FYI...the statement the MSM has been making:

On July 18, 2003, the administration, facing criticism for the intelligence used to justify the war, declassified an eight-page part of the NIE dubbed "key judgments" and conducted a lengthy background briefing with reporters to discuss it.

“Key judgments" is the operative word here. They were declassified by Tenet in October of 2002, six days after the NIE was complete per the following information:
On October 7, 2002 DCI Tenet sent a letter to the Senate Intelligence Committee declassifying portions of its new National Intelligence Estimate on Iraq.

Sen.
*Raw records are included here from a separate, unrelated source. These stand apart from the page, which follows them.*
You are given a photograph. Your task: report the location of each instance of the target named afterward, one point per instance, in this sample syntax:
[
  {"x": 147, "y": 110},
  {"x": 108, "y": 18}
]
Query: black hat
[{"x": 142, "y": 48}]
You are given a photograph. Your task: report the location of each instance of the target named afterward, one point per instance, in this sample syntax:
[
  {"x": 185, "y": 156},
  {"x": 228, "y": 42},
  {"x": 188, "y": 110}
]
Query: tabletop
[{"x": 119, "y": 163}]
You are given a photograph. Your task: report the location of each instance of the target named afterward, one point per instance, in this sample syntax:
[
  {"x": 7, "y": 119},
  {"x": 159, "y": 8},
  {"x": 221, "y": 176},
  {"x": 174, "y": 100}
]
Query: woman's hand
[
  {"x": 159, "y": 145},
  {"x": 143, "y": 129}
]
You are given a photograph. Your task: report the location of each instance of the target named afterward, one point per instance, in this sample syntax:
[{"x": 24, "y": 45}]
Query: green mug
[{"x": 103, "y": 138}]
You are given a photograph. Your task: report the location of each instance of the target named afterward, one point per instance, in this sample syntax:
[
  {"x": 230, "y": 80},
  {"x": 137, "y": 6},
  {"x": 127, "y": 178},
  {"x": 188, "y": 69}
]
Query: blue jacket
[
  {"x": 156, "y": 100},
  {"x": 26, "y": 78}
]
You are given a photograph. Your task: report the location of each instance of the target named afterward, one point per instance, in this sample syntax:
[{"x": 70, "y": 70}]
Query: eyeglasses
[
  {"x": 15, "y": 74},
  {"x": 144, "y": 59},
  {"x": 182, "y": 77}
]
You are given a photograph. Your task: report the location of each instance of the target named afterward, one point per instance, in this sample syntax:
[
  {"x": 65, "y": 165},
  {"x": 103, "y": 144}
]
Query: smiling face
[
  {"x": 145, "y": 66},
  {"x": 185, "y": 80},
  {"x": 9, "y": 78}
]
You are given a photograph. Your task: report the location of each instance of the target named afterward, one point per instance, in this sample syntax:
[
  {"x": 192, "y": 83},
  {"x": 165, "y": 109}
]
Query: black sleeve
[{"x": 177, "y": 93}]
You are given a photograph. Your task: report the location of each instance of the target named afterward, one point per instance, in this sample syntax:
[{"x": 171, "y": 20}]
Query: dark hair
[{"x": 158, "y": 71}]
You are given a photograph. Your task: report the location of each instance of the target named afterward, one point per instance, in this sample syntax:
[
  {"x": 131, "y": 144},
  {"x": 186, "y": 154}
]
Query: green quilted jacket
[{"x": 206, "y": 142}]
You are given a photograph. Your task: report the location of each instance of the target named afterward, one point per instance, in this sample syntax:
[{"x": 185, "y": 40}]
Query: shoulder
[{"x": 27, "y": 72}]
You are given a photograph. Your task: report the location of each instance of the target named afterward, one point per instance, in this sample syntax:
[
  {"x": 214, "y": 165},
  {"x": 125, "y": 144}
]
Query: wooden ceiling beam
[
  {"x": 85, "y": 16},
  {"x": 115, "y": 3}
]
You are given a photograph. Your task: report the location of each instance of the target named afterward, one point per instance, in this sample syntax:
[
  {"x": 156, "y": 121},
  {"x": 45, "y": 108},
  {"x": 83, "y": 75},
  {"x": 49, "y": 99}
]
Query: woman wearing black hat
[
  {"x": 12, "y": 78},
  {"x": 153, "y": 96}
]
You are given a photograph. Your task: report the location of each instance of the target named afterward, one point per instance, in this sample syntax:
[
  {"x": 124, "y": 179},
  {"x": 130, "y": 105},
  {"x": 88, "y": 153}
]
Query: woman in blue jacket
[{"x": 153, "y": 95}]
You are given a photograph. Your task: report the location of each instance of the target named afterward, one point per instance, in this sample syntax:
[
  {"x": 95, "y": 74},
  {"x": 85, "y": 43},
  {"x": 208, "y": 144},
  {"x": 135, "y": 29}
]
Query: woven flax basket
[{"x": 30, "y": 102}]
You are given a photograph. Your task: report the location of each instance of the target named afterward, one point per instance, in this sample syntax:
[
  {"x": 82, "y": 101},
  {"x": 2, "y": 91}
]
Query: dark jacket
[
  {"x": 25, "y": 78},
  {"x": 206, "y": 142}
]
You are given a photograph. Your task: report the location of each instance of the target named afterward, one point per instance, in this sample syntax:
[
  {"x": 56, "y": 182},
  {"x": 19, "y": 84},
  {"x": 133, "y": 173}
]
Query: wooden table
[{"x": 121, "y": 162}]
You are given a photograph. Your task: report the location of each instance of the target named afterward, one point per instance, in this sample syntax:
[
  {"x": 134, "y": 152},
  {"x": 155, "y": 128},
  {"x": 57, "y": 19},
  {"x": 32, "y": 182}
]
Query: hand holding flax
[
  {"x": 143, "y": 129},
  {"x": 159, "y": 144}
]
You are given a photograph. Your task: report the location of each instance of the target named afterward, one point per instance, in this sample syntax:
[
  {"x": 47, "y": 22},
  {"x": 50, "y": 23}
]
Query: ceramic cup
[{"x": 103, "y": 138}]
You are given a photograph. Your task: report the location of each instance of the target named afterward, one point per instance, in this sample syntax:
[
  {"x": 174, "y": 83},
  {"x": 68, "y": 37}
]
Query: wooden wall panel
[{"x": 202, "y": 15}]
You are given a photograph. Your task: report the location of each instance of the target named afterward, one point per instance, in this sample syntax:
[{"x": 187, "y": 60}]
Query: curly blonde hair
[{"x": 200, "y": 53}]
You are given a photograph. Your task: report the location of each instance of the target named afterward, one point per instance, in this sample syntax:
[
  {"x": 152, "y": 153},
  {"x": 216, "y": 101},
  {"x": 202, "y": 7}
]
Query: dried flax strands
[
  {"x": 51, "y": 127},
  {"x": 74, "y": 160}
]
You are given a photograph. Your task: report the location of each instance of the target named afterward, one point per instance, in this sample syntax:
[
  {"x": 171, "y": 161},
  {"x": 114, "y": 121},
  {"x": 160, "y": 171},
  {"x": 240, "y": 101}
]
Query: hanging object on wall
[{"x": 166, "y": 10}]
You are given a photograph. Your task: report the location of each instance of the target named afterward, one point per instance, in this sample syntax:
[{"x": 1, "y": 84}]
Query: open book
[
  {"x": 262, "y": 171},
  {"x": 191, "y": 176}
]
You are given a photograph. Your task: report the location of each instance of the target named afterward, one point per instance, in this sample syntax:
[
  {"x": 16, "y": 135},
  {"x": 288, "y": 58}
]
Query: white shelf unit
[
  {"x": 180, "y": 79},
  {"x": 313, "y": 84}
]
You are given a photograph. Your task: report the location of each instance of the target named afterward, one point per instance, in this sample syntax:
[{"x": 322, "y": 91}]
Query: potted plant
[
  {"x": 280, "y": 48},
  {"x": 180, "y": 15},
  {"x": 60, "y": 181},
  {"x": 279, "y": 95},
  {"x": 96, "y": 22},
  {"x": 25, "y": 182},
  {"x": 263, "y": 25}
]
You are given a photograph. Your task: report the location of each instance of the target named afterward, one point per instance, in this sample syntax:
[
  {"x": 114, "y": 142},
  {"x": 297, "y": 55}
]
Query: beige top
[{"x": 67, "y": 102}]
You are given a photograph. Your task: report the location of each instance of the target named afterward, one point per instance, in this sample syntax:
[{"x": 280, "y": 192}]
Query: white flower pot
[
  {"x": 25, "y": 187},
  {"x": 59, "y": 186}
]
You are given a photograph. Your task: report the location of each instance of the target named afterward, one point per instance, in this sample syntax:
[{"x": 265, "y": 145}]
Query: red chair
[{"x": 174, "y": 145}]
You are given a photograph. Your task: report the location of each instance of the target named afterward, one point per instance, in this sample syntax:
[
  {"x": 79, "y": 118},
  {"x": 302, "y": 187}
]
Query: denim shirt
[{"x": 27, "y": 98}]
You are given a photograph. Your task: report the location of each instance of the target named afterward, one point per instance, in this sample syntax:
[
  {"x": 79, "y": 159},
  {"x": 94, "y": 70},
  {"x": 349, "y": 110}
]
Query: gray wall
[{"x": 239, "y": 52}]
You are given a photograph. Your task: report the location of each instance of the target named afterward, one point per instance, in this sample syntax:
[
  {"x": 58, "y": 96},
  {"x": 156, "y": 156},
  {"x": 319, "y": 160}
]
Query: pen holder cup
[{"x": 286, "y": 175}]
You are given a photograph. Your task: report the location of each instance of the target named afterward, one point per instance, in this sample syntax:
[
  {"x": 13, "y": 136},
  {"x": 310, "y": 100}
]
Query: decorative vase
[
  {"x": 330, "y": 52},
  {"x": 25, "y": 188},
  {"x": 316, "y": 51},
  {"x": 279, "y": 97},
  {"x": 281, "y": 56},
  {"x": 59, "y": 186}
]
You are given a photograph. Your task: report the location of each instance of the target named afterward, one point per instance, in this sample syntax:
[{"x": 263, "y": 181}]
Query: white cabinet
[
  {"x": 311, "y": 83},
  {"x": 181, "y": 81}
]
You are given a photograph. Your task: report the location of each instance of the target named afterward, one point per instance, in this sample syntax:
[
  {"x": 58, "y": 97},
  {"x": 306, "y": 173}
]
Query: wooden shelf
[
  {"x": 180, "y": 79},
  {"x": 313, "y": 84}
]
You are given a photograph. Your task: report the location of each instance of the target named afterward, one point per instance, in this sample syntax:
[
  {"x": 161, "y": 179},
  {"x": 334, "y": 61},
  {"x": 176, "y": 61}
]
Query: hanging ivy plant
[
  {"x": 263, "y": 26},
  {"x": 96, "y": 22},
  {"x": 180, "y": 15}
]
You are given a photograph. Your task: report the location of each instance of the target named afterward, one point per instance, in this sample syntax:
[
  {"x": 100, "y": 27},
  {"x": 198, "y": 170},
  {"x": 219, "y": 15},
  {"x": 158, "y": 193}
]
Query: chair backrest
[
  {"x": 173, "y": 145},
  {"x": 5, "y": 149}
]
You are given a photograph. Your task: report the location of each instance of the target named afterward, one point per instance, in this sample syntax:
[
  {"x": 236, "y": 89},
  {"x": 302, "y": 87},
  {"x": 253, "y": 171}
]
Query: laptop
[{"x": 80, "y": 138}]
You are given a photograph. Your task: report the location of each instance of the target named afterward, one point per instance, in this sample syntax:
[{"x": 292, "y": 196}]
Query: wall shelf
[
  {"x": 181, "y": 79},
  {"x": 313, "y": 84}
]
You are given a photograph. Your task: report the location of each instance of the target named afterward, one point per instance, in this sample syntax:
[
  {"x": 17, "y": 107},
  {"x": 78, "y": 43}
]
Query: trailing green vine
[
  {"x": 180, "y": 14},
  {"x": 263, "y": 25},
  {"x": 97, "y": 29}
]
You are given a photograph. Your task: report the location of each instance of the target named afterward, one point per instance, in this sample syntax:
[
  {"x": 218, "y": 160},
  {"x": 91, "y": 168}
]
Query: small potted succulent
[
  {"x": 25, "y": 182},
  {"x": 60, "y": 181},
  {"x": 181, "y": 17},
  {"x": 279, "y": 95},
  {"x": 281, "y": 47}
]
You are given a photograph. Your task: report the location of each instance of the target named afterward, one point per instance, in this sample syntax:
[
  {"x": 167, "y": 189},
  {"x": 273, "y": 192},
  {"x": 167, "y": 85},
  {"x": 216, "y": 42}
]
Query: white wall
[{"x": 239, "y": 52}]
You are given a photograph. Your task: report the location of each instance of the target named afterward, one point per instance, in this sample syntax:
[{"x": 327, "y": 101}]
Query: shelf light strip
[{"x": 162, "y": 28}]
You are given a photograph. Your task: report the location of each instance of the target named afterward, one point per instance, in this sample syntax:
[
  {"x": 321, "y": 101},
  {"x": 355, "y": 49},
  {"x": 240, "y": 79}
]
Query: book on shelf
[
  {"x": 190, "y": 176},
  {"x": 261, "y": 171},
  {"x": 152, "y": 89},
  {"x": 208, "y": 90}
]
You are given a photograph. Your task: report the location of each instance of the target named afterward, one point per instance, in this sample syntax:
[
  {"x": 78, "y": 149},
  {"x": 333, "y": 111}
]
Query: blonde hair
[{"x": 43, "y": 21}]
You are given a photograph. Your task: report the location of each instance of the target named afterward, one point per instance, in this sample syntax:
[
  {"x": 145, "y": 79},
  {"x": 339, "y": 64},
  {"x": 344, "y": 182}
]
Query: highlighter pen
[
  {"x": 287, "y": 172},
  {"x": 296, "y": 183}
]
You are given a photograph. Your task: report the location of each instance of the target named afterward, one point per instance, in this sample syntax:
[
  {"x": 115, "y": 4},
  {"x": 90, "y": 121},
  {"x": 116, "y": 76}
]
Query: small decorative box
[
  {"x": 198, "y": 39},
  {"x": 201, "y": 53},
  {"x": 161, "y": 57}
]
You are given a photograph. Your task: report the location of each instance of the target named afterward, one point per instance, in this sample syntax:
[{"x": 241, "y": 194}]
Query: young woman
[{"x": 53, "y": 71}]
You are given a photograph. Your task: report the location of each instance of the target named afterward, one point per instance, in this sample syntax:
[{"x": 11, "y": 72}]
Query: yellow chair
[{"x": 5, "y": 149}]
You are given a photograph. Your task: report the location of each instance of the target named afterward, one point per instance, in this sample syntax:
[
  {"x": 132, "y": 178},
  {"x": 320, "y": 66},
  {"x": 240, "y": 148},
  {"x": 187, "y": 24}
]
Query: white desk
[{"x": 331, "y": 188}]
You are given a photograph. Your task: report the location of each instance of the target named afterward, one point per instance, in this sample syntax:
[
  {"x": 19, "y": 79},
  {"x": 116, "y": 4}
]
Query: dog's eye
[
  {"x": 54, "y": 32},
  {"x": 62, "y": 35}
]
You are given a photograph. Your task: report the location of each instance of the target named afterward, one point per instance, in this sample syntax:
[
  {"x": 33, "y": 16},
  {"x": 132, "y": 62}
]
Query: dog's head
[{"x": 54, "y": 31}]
Carl Levin News Release

Another article:

A 25-page version of the National Intelligence Estimate on Iraq's weapons of mass destruction was released in October 2002. It made clear-cut statements about Iraq's nuclear, biological and chemical weapons capabilities in two pages of "Key Judgments."

Source

A copy of the Key Judgments document can be found here. Warning: .pdf file.

As usual, the MSM gets it wrong. More info I just found:

The American people needed to know these reservations, and I requested that an unclassified, public version of the NIE be prepared. On Oct. 4, Tenet presented a 25-page document titled "Iraq's Weapons of Mass Destruction Programs." - Statement of Sen. Bob Graham (D-FL).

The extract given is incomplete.